As the reasons for doing so are manifold, I present my non-exhaustive list of the top 4 reasons why I, as a former Board of Education elected official, advocate voting NO:
1. Lack of transparency - The job of a BOE Trustee is to represent the community in the interest of educating the public’s children in district schools. This BOE has conflated pushing their desire for a sports complex with a school attached over their obligation to the children and people of Hoboken. For over two years they secretly planned, informing their close clique of supporters, only to tell the people after the November BOE elections and during the holiday season in the middle of winter. While supporters of the plan pretend the BOE had to wait until the State Department of Education officially acknowledged the proposal was added to the BOE’s long term plan, which happened in August of 2021, the fact remains that they hid the information from the public for 3 months to avoid answering any questions during the November BOE elections.
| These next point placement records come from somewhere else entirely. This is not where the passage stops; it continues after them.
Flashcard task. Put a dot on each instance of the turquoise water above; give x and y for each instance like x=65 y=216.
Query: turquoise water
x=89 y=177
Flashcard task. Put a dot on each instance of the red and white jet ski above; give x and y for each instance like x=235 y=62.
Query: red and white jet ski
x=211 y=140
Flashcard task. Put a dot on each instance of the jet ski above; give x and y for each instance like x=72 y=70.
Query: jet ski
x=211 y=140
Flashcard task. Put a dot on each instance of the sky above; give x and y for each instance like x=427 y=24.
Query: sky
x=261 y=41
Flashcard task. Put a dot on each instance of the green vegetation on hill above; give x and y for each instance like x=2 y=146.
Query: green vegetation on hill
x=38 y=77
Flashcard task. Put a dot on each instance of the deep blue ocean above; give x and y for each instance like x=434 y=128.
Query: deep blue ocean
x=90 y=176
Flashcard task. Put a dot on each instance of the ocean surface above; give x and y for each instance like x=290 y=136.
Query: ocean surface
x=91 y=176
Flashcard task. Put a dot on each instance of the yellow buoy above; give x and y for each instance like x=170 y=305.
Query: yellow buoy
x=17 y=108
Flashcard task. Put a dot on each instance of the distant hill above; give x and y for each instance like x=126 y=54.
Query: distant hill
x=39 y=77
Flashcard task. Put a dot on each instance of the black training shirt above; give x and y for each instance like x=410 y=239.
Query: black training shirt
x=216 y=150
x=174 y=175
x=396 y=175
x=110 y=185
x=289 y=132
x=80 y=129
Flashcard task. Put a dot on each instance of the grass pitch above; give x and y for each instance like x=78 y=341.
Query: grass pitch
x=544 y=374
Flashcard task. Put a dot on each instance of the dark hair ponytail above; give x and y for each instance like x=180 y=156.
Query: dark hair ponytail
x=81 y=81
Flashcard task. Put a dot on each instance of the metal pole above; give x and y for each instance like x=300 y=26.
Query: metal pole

Even were this needed for long-term planning (which it isn’t), voters should send a message to every level of elected officials that anti-democratic games in which they purposefully hide things from the voters will not be tolerated.
2. It Won’t Help the Children – Academics and pedagogy are not sports and athletics. The current high school is massively under-enrolled with roughly 435 students (including approximately 125 students from outside Hoboken) for a building that was built with a capacity of 1,506. If the people of Hoboken were asked to spend more tax dollars on lifting the students’ futures and giving educators the flexibility to reach their students, rather than the $330 million sports complex that is being pushed, no one would be able to say no because everyone wants the children to succeed.
3. This Will Endanger the Free Pre-K Abbot Funding – As an SDA (School Development Authority) or former Abbot District, Hoboken receives state aid for the free Pre-K program. At the time of its creation, the program (then known as Abbot Districts) was meant to assist economically downtrodden districts that would otherwise have a problem funding education through property taxes. Even though today roughly 2/3rds of the town are rental units, the situation is different, and Hoboken is the capital of the “Jersey Gold Coast”. Every year support for state education aid in Trenton (in both parties) goes down as does the aid dispersed (the JC BOE just recently lost about $70 million in aid). The amount dispersed by the state for education aid is decided in a political and bureaucratic process and is not something that is guaranteed. Pushing an unnecessary massive BOE tax increase for a sports complex with a high school attached (especially when the current one is massively under-enrolled) will only add fuel to the fire of those in Trenton advocating cutting Hoboken’s state education aid. Moreover, to dampen the impact of the growing Trenton anti-state aid chorus, other SDA Districts will undoubtedly add their voice to the choir as they have an incentive to throw Hoboken under the bus in order to spare themselves additional education aid cuts.